Recent newscasts, scientific reports and blogs have been filled with articles on how deepfakes are eroding our trust in truth as they rapidly advance into the mainstream. By 2030, speech synthesis will be a reality everywhere, coupled with deepfake videos.
The Google of China, Baidu, has just released a white paper showing its latest development in artificial intelligence (AI): a program that can clone voices after analyzing even a seconds-long clip, using a neural network. Not only can the software mimic an input voice, but it can also change it to reflect another gender or even a different accent.
Previous iterations of this technology have allowed voice cloning after systems analyzed longer voice samples. In 2017, the Baidu Deep Voice research team introduced technology that could clone voices with 30 minutes of training material. Adobe has a program called VoCo which could mimic a voice with only 20 minutes of audio. One Canadian startup, called Lyrebird, can clone a voice with only one minute of audio. Baidu’s innovation has further cut that time into mere seconds.
The Facebook team used audio from TED Talks to train its system, and they share clips of it mimicking eight speakers, including Gates, on a GitHub website.
You can listen to some of the Baidu generated examples here. One cloned voice fooled voice recognition tech with 95 percent accuracy.

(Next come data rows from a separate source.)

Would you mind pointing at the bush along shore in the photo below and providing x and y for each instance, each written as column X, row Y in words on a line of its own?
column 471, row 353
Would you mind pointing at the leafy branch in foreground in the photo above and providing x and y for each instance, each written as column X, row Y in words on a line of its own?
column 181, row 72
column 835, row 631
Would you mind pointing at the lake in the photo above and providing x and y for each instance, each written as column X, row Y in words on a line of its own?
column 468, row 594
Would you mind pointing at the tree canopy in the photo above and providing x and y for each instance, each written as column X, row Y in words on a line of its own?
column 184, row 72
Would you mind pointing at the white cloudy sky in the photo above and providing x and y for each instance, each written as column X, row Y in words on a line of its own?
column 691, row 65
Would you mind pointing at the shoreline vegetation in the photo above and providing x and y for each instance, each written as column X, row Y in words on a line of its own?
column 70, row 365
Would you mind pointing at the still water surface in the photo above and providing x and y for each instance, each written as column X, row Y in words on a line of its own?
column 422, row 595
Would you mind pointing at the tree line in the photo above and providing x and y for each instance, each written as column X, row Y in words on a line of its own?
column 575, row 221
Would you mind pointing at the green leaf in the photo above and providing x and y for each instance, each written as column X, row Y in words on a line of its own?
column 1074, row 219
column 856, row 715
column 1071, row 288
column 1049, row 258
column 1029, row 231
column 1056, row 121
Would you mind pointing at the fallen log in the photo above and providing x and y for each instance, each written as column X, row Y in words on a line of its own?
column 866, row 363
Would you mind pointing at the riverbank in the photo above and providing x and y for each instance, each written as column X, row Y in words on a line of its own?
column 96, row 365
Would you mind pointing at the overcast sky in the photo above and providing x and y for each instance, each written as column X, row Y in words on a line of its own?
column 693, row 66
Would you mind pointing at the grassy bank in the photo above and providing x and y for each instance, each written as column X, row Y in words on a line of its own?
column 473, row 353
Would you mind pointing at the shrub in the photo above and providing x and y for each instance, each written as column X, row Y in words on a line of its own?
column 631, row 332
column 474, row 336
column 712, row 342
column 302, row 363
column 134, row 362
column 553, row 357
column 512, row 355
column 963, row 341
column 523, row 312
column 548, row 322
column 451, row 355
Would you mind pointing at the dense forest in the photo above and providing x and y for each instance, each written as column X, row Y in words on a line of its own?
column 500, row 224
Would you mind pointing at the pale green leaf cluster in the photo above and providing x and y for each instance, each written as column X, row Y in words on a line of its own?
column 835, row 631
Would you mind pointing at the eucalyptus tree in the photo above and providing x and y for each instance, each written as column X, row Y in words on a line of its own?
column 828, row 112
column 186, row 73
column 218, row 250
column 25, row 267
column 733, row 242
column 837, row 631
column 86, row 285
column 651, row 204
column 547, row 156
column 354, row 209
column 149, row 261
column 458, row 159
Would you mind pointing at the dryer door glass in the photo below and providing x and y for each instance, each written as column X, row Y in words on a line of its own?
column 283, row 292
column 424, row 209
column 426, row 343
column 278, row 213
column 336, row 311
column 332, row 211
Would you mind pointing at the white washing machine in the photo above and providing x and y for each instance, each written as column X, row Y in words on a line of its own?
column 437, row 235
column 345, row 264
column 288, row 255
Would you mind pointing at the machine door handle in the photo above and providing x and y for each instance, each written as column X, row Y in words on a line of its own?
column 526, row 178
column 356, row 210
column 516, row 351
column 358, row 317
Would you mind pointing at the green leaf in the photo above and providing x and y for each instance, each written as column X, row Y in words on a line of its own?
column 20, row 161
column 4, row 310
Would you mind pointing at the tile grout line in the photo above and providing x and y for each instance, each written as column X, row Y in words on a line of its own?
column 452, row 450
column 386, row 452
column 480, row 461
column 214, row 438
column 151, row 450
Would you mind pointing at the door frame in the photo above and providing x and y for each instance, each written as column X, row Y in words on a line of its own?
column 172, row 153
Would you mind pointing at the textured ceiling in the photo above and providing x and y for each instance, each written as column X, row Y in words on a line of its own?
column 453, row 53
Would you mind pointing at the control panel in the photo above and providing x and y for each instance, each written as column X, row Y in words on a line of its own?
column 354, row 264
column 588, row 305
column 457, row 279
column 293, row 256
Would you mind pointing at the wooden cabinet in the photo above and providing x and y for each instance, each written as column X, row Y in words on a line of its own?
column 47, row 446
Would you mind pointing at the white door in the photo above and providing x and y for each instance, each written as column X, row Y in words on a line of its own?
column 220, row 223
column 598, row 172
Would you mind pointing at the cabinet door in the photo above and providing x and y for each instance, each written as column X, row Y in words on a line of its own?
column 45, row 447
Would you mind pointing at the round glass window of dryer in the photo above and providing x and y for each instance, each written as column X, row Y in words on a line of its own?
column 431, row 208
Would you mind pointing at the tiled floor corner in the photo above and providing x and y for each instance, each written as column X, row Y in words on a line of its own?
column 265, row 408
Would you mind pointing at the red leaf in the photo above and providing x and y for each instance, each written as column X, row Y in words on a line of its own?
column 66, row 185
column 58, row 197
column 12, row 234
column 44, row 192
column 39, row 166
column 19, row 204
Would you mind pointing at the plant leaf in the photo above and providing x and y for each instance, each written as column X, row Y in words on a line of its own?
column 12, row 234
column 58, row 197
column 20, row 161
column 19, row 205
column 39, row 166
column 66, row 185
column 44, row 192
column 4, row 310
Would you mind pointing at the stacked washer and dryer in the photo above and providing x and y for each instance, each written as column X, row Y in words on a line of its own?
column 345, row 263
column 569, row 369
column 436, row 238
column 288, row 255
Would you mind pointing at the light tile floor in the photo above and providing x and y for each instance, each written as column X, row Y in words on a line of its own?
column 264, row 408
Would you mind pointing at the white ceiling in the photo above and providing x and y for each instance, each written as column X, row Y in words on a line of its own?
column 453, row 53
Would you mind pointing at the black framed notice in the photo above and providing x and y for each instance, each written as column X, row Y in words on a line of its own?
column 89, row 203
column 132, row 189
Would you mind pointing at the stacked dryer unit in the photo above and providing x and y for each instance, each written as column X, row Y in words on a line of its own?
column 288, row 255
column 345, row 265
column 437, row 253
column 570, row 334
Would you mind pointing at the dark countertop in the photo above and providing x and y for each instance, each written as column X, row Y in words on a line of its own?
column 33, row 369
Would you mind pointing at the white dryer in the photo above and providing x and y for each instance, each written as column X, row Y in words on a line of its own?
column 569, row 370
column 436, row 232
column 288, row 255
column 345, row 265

One the positive side, imagine your child being read to in your voice when you’re far away, or having a duplicate voice created for a person who has lost the ability to talk. This tech could also be used to create personalized digital assistants and more natural-sounding speech translation services. At FutureWork, we are working with one of our partners showing clients the technology to allow professional actors using different voices and avatars to coach and give feedback to employees practicing a method of interrupting unconscious bias.
However, as with many technologies, voice cloning also comes with the risk of being abused. New Scientist reports that the program was able to produce one voice that fooled voice recognition software with greater than 95 percent accuracy in tests. Humans even rated the cloned voice a score of 3.16 out of 4. This could open up the possibility of AI-assisted fraud. One company, Dessa, won’t publicly release its research, model, or datasets fearing that someone could impersonate a government official to enter a high-security facility or a politician to manipulate an election.
Programs exist that can use AI to replace or alter — and even generate from scratch — the faces of individuals in videos. Right now, this is mostly being used on the internet to bring laughs by inserting Nicolas Cage into the “Lord of the Rings” series. But coupled with tech that can clone voices, we soon could be bombarded with more “fake news” of politicians doing uncharacteristic actions or saying things they wouldn’t. For example, click here to see a deepfake video of Barack Obama, a synthetic Obama created by the University of Washington researchers using a neural network AI to model the shape of Obama’s mouth, mapping their model to 14 hours of footage and audio of the President. They now can match any audio to a synthetic Obama. Listen for yourself to see what the future holds as deepfakes proliferate. Can you tell the difference from the real Obama?